Dora Barao

A(DORA)TION OF THE MAGIC OF FORM AND COLOUR

Dora Barao, a newcomer to the world of the plastic arts, is a Scorpio born November 11, 1960 in the town of Ponta Delgada on the Island of São Miguel in the Azores. In July 1972, at age 11 Dora immigrates to Canada with her family, impelled, as were many others, to seek out a better future in the New World and escape the economic hardships that assailed the islands at the time. Dora and her family chose Canada where they had relatives in both Toronto and Montreal. but is in the latter city they finally choose to settle.

Immediately after her arrival in Montreal, Dora started attending the Jean Jacques Olier Primary School, a francophone establishment. She pursued her studies and after completing a college degree in Economy and Accounting, went to work for the Laurentian bank, where today 23 years later, she supervises Sales Management for six branches. Her job is extremely demanding and Dora starts to look at art as means of relaxation and a space where she can be more at one with herself. "I was looking for an activity to relax." Dora tells us, "When I paint I forget everything…"

Dora had been a habitue at art galleries in and around Montreal for several years. Painting had always fascinated her and, in more recent years, she has seen it start to develop within her own Portuguese Community of Montreal. Lusitanian art exhibitions in the regions then followed, although still in an embryonic stage. When she saw the work of her fellow country-men, Dora started to feel the calling to painting within her own person, and progressively started to challenge herself to one day come to master this form of expression.

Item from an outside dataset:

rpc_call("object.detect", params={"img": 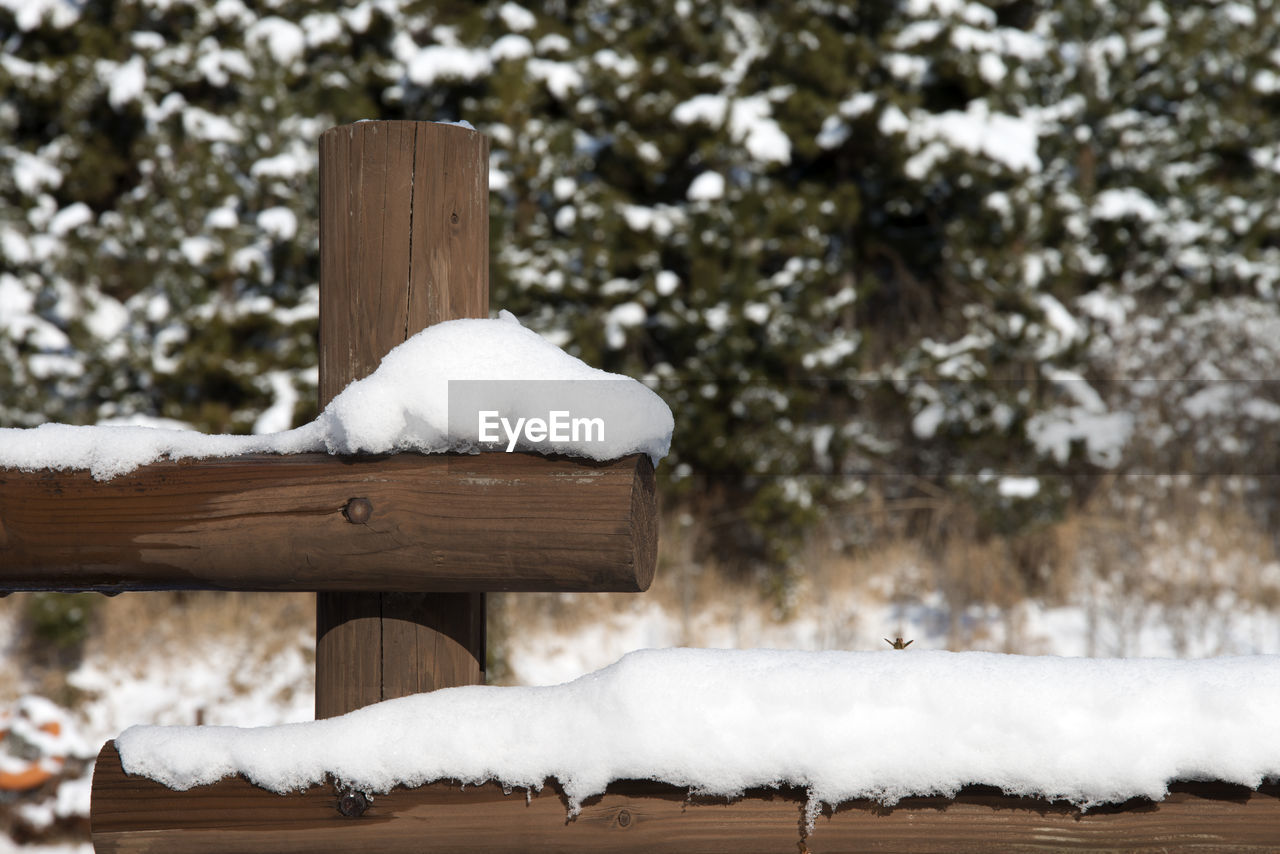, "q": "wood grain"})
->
[0,453,657,594]
[316,122,500,717]
[93,743,1280,854]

Finally, approximately four years ago, she met the Portuguese artist, Mercês Resendes dos Reis, who, round about that time, launches a painting course at the Casa dos Açores in Montreal, and which Dora joins. The course commenced in 2000 with a duration of two and half years. The syllabus initially included some free hand drawing but centred mostly on oil painting, that is, still life, flowers and landscape. The last modules were more geared toward perfecting and developing the student's own style. Very early on in the course Dora discovered she inclined towards painting flowers, landscapes, the stone houses of the Azores and the white house of the Algarve and Alentejo with their colourful eaves.

Although during the course Dora had allowed Dora to venture into the abstract, she prefers realism and, as she was encouraged to do by her mentor, she looks for the themes of her imaginary or in photographs that awaken her creativity.

She first showcased her work at three collective end-of-year exhibitions of Merces dos Reis' students held at the Casa dos Açores in Montreal. For the Montreal Portuguese Community cultural events of this nature were indeed innovative and unusual, as the Portuguese artists in the city had had to look for tutoring outside their community among the Canadian painters of Montreal. Since its first edition three years ago, the annual art exhibition at the Casa dos Açores has met with enormous success within the Portuguese community of Montreal.

Dora went on to tell us about the personal satisfaction and fulfillment she felt when she became aware, in a tangible and visible form upon a canvas, even when still a student, of the talents she had not known herself to possess, and disserts happily of how difficult it is for an artist to separate from a piece whenever he or she has to sell it. She acknowledges, nonetheless, that once a piece of art emerges has emerged form the self and the creative forces of an artist, it belongs to the world, and how its creator has the moral and ethical obligation to share it with others. She went on to speak of the uniqueness of each and every painting.

Another showing ensued in 2001, thia time at the Portuguese Community Centre of Laval, a town near Montreal, and yet another more recently at the Laurentian Bank where she works.

In 2003, she was invited to participate in the 17° Ciclo de Cultura Açoriana (annual event in Toronto focusing upon Azorean culture), where several of her paintings were on public display, more specifically, for the local Portuguese Community, and where received proposals to take part in future exhibits in this city.

Although painting only entered her life at age forty, Dora Barão is of he opinion that it is never too late to start something new.

"When I used to come back form art classes, I woudn't sleep at night, because every time I stared a new painting, I would see it finished in my mind. So, during the night, I would imagine the colours I was going to use in it. Sometimes, I had already used a certain colour, but during the night as I thought the canvas over, I would conclude that it would not work. I'd get up and go into the room where I paint, rub it out and start all over agin. At times, it would be four or five in the morning when my husband would come in to call me back to bed…"

Although Dora does not feel great affinity with the abstract, Dora focuses, of the great mastersthe famous author of Guernica and Spanish cubist, Pablo Picasso, confessing that no other painter has captivated as much or as profoundly.

Her future projects include learning and developing other techniques and mediums such as watercolour and, above all, to continue lending colour and form to the calling of her spirit where, in all she paints, her Azorean matrix, irremediably and inevitably, resides.